The current study was conducted to explore the associations between depressive symptoms, anxiety symptoms, their comorbidity and HRQoL in rural population. In addition, the difference between men and women was assessed. This study can provide scientific evidence for improving the HRQoL of Chinese rural population.

Methods

Study population

The current study, designed as a cross-sectional study, was embedded in Henan rural cohort study, which was a population-based study with a large sample of rural people living in Yuzhou, Suiping, Tongxu, Xinxiang and Yima counties of Henan province in China. From July 2015 to September 2017, 39,259 participants aged from 18 ~ 79 were included in the cohort study via multistage stratified cluster sampling method, with a response rate of 93.7%. Detailed information of the cohort has been described in previous publication [17].
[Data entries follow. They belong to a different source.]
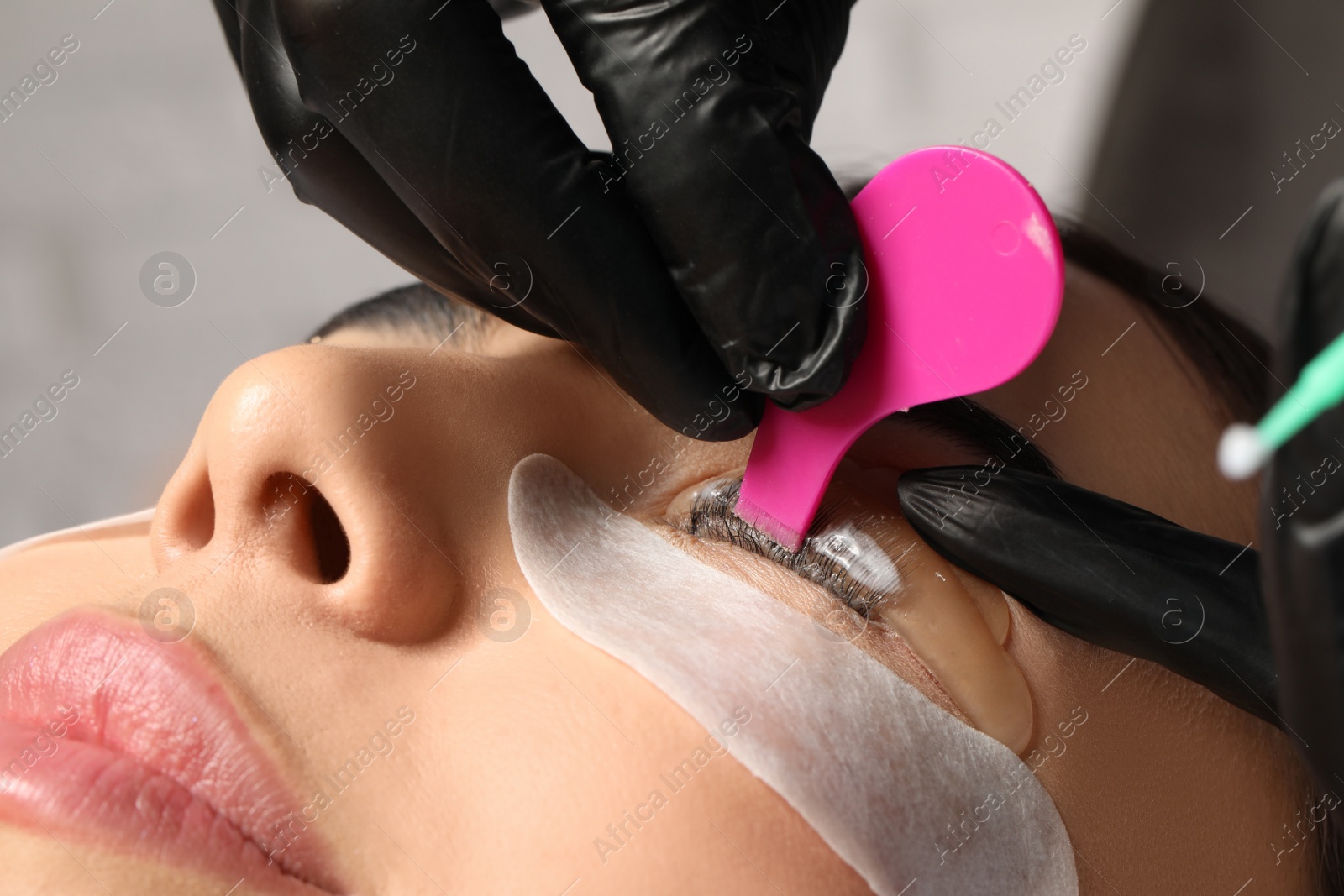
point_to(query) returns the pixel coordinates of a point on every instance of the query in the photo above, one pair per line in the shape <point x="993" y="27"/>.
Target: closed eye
<point x="840" y="557"/>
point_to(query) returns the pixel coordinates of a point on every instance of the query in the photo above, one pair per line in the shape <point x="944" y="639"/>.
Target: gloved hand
<point x="711" y="253"/>
<point x="1126" y="579"/>
<point x="1115" y="575"/>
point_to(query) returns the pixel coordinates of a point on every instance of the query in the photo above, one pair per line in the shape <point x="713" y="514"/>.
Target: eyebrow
<point x="976" y="427"/>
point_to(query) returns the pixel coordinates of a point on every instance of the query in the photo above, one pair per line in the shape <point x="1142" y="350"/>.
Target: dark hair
<point x="1226" y="354"/>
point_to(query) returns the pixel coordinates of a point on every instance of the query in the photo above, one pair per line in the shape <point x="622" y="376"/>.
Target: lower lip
<point x="123" y="743"/>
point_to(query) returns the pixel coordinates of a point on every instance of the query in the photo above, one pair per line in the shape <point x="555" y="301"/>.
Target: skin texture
<point x="522" y="752"/>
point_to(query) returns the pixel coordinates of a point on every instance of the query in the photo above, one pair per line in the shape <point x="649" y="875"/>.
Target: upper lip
<point x="158" y="761"/>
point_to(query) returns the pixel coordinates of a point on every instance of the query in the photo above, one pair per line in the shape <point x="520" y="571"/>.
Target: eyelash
<point x="711" y="516"/>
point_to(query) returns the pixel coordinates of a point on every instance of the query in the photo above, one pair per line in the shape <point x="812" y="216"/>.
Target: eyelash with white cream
<point x="853" y="566"/>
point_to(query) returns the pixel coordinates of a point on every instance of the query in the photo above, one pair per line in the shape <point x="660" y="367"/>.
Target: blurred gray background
<point x="145" y="144"/>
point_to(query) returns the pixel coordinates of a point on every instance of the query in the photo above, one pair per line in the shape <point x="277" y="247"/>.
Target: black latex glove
<point x="714" y="253"/>
<point x="1303" y="520"/>
<point x="1108" y="573"/>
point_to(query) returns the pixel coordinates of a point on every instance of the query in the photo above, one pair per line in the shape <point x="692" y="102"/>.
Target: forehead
<point x="1121" y="411"/>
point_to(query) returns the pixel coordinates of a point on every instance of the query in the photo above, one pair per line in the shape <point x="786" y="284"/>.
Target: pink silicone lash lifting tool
<point x="965" y="277"/>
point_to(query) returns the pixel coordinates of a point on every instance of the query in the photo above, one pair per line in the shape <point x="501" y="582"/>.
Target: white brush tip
<point x="1241" y="452"/>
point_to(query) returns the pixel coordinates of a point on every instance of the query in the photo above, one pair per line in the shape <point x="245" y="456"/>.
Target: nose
<point x="300" y="476"/>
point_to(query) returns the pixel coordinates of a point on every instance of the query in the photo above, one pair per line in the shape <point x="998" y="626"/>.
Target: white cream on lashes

Participants were excluded from the study if they had any of the following: (1) Did not participate in the EQ-5D-5L questionnaire survey (n = 15,700); (2) Missing EQ-5D-5L data (n = 49); (3) Missing depressive and anxiety symptoms data (n = 14). Finally, a total of 23,496 participants were included in this study.

The Henan Rural Cohort Study was approved by the Zhengzhou University Life Science Ethics Committee and conducted in accordance with the principles of the Declaration of Helsinki (Code: [2015] MEC (S128)). Before the study commenced, participants were informed of the study’s purpose, health benefits, and potential hazards. Participants were required to provide informed consent and both the researchers and respondents agreed to use the data for scientific research purposes only.

Data collection

All participants were interviewed face-to-face by well-trained research staff via a standard questionnaire to collect data including information on demographic characteristics, lifestyle factors and individual history of chronic diseases. To ensure the accuracy and integrity of the collected data, trained investigators checked the integrity and logical errors of the questionnaire on the same day of questionnaire completion, and if there were any problems, they contacted the participants by phone and amended the responses.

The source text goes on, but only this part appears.